Pitfall 4: N+1 Queries

// ❌ Inefficient: loop with queries
const users = db.users.find({ status: "active" }).toArray();
for (const user of users) {
  const profile = db.profiles.findOne({ userId: user._id });
  // This runs N queries (one per user)
}

// ✅ Better: use aggregation pipeline with $lookup
db.users.aggregate([
  { $match: { status: "active" } },
  { $lookup: {
    from: "profiles",
    localField: "_id",
    foreignField: "userId",
    as: "profile"
  }},
  { $unwind: "$profile" }
]);
// One aggregation query, much faster

When to use it

MongoDB works well when your data is application-shaped — meaning the document structure matches how your application reads and writes data.
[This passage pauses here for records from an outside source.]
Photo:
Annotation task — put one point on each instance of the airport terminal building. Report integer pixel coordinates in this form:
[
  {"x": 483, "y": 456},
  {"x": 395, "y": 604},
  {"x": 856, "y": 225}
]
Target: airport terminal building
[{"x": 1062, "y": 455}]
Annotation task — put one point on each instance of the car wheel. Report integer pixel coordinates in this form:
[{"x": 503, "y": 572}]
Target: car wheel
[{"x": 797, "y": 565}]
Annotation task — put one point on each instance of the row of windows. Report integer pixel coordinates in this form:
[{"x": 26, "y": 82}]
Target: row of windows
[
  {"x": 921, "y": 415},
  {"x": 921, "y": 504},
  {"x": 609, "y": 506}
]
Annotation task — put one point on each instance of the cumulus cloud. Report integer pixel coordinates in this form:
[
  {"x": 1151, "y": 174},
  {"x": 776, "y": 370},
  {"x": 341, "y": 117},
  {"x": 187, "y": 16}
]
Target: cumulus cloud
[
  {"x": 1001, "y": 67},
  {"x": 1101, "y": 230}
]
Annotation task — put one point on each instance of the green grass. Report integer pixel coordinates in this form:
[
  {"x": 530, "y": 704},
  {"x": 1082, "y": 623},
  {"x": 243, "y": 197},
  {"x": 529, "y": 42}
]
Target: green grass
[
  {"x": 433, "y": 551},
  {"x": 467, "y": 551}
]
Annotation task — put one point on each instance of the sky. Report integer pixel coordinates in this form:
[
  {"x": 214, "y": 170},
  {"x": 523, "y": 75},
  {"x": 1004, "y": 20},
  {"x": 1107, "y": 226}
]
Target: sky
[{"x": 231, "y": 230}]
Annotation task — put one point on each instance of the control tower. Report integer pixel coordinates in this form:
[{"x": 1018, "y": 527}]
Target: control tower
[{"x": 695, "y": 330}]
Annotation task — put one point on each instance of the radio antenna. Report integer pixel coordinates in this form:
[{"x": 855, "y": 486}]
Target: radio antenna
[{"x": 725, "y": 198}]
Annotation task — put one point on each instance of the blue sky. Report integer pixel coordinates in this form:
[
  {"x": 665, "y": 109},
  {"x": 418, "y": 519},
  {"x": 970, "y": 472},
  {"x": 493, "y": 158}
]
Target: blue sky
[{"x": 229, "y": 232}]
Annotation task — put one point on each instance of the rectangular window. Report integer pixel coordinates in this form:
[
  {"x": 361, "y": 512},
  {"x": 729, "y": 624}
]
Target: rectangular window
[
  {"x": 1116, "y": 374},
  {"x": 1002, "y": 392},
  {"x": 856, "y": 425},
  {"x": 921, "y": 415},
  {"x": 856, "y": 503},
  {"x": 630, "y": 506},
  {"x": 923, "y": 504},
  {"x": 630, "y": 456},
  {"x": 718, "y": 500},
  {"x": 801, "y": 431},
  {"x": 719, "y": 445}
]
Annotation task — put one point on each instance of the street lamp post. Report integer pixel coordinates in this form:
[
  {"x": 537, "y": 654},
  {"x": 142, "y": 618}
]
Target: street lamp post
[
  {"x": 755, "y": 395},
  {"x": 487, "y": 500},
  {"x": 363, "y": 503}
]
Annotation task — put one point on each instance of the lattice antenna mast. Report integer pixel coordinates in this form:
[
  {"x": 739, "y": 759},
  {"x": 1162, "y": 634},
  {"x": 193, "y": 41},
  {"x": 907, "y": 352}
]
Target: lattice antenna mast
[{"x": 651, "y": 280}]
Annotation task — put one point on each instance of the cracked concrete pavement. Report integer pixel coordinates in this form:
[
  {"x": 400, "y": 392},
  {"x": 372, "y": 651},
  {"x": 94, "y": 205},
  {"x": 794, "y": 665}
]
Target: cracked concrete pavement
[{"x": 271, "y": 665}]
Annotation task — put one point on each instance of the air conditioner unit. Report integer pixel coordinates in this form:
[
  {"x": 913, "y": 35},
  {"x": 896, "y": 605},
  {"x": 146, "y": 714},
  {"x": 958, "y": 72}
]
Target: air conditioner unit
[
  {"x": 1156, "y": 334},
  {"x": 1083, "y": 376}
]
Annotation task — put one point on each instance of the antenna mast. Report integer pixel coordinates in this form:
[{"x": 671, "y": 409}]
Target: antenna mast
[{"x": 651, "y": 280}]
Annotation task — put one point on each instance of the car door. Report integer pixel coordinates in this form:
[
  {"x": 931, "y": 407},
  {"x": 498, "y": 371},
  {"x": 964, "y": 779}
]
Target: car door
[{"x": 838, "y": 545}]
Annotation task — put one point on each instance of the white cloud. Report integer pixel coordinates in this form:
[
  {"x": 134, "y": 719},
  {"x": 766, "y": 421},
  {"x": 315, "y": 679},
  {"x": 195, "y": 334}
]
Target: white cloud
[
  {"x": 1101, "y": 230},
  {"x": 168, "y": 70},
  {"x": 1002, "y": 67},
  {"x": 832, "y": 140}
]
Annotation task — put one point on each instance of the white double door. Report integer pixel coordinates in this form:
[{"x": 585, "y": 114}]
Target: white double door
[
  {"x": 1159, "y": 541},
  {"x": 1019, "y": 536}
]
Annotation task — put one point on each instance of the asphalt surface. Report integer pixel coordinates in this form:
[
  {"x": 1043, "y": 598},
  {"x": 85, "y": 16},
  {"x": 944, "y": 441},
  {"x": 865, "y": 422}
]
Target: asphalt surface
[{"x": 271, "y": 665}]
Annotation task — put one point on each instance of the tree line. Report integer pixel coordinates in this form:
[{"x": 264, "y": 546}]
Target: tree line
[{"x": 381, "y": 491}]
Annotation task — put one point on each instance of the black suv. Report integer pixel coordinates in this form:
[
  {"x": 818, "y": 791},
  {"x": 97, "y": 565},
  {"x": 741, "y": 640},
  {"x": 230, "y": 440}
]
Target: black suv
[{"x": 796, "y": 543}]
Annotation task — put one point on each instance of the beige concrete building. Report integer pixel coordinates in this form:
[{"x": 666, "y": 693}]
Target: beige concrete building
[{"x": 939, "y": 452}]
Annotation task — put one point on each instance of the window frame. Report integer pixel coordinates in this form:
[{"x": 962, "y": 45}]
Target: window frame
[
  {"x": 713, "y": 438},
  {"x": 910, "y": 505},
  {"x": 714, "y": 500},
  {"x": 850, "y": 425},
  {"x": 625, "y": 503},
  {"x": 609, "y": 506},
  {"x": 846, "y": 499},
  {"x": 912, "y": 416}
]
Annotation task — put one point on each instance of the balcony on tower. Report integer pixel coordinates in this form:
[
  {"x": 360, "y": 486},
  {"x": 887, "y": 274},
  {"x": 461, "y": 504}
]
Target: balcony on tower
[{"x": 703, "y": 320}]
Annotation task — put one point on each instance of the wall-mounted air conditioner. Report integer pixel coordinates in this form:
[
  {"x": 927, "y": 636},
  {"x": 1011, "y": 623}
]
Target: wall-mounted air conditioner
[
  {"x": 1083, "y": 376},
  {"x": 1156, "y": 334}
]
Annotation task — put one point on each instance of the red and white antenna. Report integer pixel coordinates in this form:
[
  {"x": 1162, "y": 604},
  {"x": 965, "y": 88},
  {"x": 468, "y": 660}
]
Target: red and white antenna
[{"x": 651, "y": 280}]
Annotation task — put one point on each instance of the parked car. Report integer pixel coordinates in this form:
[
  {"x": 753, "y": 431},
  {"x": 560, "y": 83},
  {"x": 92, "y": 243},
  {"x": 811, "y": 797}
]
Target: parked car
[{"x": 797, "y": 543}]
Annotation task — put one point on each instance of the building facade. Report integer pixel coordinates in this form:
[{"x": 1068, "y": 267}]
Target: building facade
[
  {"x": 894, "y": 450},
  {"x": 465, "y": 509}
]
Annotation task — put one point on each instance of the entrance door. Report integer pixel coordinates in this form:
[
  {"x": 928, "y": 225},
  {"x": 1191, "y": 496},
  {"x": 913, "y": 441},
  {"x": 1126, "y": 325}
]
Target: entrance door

It’s useful for:

  • Rapid prototyping where the schema evolves frequently
  • Content management with varied document structures (blogs, products, profiles)
  • Real-time analytics where read speed matters more than normalization
  • Mobile apps where you want to cache documents locally
  • IoT/sensor data with flexible fields (different devices report different metrics)

It’s less ideal when you need:

  • Complex joins across many tables
  • Strict ACID transactions across collections
  • Heavily relational data (like ERP or financial systems)
  • Data warehousing and complex reporting

Mental model

Think of MongoDB as a digital filing cabinet where each file can be organized differently. The cabinet (collection) holds many files (documents), and you can search across all of them by any field. Indexes are like bookmarks that help you jump directly to the files you need.

SQL, by contrast, is like a spreadsheet with strict columns — every row must have the same columns, but you can easily summarize and combine data across sheets using formulas.

Neither is “better” — they solve different problems. Pick the one that matches your data’s shape.